The colors shift from blue and violet to scarlet, saffron, gold: he has passed from the forest into a meadow. His face flushes in the baking heat; dry grass crackles underfoot. Locusts are singing in trees nearby. He wants to spin around in circles, to lie down in the grass and drink the air. His heel touches something cold, and he winces; he tries to draw it away, but it is stuck there, as if to a block of ice. He shudders and gasps, opening his eyes, and looking down: his feet are resting on the floor.

Did I hurt you? she asks.

No—no. He raises his head. Outside it is almost dark, and the light in the hallway has been turned off. He can barely see her face in the gloom. What time is it? he asks.

Mrs. Wu canceled her appointment, she says. I went an extra half hour. Are you all right? Do you need some water?

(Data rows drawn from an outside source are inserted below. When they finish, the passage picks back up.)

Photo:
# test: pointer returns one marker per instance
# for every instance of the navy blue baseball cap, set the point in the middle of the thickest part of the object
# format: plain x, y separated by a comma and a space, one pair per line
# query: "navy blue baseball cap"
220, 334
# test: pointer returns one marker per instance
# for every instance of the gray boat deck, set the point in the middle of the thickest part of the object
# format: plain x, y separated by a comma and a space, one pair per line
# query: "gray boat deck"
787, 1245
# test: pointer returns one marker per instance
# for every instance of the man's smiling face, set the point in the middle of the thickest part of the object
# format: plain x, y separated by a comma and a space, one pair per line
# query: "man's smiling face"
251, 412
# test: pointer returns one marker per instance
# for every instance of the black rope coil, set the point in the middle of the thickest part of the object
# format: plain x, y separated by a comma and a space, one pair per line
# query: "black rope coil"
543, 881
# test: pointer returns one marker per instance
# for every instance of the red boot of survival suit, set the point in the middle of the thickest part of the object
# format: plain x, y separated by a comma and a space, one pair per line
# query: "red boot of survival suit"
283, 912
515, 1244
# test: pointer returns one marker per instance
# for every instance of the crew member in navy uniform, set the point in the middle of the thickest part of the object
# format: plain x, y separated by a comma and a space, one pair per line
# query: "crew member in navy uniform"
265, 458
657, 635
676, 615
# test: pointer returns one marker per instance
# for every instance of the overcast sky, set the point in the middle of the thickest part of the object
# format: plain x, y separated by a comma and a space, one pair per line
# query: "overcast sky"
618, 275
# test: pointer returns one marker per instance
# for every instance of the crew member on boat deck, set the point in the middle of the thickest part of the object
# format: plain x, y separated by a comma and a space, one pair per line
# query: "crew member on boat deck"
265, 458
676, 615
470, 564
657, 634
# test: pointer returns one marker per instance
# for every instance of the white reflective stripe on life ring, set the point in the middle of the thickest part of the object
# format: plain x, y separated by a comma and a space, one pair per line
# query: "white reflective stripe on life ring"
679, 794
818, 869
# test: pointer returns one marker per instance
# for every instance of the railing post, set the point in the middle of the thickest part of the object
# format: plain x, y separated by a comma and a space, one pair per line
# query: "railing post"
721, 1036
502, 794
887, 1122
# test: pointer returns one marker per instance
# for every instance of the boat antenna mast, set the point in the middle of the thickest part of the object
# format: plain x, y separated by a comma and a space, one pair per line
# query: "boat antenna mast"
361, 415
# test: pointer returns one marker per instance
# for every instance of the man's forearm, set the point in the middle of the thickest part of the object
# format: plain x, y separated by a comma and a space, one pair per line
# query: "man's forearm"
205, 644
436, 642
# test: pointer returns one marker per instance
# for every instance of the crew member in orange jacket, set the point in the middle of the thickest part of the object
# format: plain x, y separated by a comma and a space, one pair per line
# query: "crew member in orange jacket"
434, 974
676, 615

It’s OK, he says. It’s no problem. He tries to breathe out the anger, but it remains, a fist wrapped around his windpipe.

She touches his ankle.

You are unhappy.

I am. I can’t do my work here.

What work do you have?

I’m a painter. Or—I
was
a painter.

Ah.

You’ll think me very self-pitying, he says. It isn’t as if I’m feeding the hungry or saving sick babies. But I’ve been living in Thailand the last year and a half, and I’ve never worked so much in my life. For a while I was finishing a painting every week. And now—being here—it’s all changed.

I am sorry for you.

How can you be?
Stop it,
he tells himself,
it isn’t her fault, she
can’t control it any more than you can,
but irritation overwhelms him; her calm seems condescending, even insulting. Everything is emptiness, right? he says. Suffering isn’t real. Then why should you care?

She shakes her head once, vigorously. You misunderstand, she says. It is real to you.
You
feel it.

You’re goddamned right. His eyes are suddenly wet; he stares up at the ceiling, and blinks, furiously. I think it’s over, he says. I don’t know if I can ever get back to it.

Then there is something else you must do, she says. It could be a message. Perhaps you are not a painter at all.